Page:Féval - Le Fils du diable - Tomes 3-4.djvu/803

Le texte de cette page a été corrigé et est conforme au fac-similé.

toute sa hauteur. Il dominait les campagnes vassales, et jetait son regard de maître jusqu’à l’horizon qui était à lui !…

Les heures passaient ; nous étions épuisés de fatigue, et ma sœur se sentait défaillir.

Nous arrivâmes enfin sur les bords du Coëtlosquet, et une longue avenue aligna devant nous son quadruple rang de vieux chênes.

« — Venez, enfants, venez ! » nous dit mon père dont la voix tranquille n’annonçait ni trouble ni lassitude.

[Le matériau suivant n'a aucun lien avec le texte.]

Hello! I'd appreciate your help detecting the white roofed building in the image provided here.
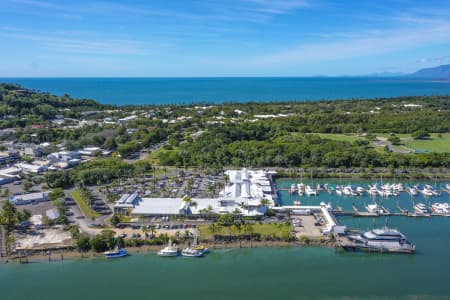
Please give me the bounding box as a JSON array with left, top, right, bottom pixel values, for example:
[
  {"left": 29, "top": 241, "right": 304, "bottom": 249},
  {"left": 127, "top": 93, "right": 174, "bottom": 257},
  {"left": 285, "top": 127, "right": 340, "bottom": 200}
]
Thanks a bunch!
[{"left": 114, "top": 169, "right": 274, "bottom": 216}]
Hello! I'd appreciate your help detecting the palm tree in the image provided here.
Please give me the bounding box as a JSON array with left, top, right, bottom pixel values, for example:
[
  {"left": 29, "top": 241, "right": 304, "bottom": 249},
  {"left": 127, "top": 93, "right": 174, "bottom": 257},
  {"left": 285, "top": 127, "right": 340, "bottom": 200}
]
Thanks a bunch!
[
  {"left": 223, "top": 174, "right": 230, "bottom": 185},
  {"left": 232, "top": 222, "right": 242, "bottom": 248},
  {"left": 208, "top": 223, "right": 221, "bottom": 249},
  {"left": 242, "top": 223, "right": 255, "bottom": 248}
]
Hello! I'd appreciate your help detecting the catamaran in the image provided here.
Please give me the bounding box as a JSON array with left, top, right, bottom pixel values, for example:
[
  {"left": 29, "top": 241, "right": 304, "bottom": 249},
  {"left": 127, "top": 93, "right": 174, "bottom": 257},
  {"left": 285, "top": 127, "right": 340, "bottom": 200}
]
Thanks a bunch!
[{"left": 344, "top": 227, "right": 416, "bottom": 253}]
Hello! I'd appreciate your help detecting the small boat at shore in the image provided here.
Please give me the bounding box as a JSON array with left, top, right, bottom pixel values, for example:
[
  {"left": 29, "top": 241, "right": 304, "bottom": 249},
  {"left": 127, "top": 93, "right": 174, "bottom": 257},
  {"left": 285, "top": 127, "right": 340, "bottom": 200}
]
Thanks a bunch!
[
  {"left": 104, "top": 246, "right": 128, "bottom": 258},
  {"left": 158, "top": 241, "right": 178, "bottom": 257},
  {"left": 181, "top": 247, "right": 203, "bottom": 257},
  {"left": 194, "top": 245, "right": 209, "bottom": 253}
]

Il s’engagea dans l’avenue où croissaient de grands ajoncs épineux, et des genêts qui barraient le passage.

À mesure que nous avancions, la route devenait plus impraticable ; les pieds de nos chevaux s’embarrassaient dans la lande épaisse. — Il semblait que depuis des années, nul pas humain n’avait foulé le sol de cette magnifique avenue.

Mon père poussait son cheval de la voix et des éperons. — Le pauvre animal, harassé, ne marchait plus que par saccades, et bronchait à chaque instant contre les obstacles du chemin.

Devant nous, au bout de l’avenue, se dressait une grande masse noire, dont les angles, irréguliers et comme déchirés, tranchaient sur l’azur étoile du ciel.

On distinguait déjà des tours démantelées, et des pans de murailles qui n’avaient plus de toiture à soutenir.

C’était une ruine immense, sombre, froide, et qui mettait dans le cœur de poignantes idées d’abandon et de mort.

« — Venez ! enfants, venez ! » disait mon père, en frappant son cheval. Celui-ci, par un dernier effort, dépassa les derniers arbres de l’avenue, et s’abattit, mourant, aux pieds de la ruine.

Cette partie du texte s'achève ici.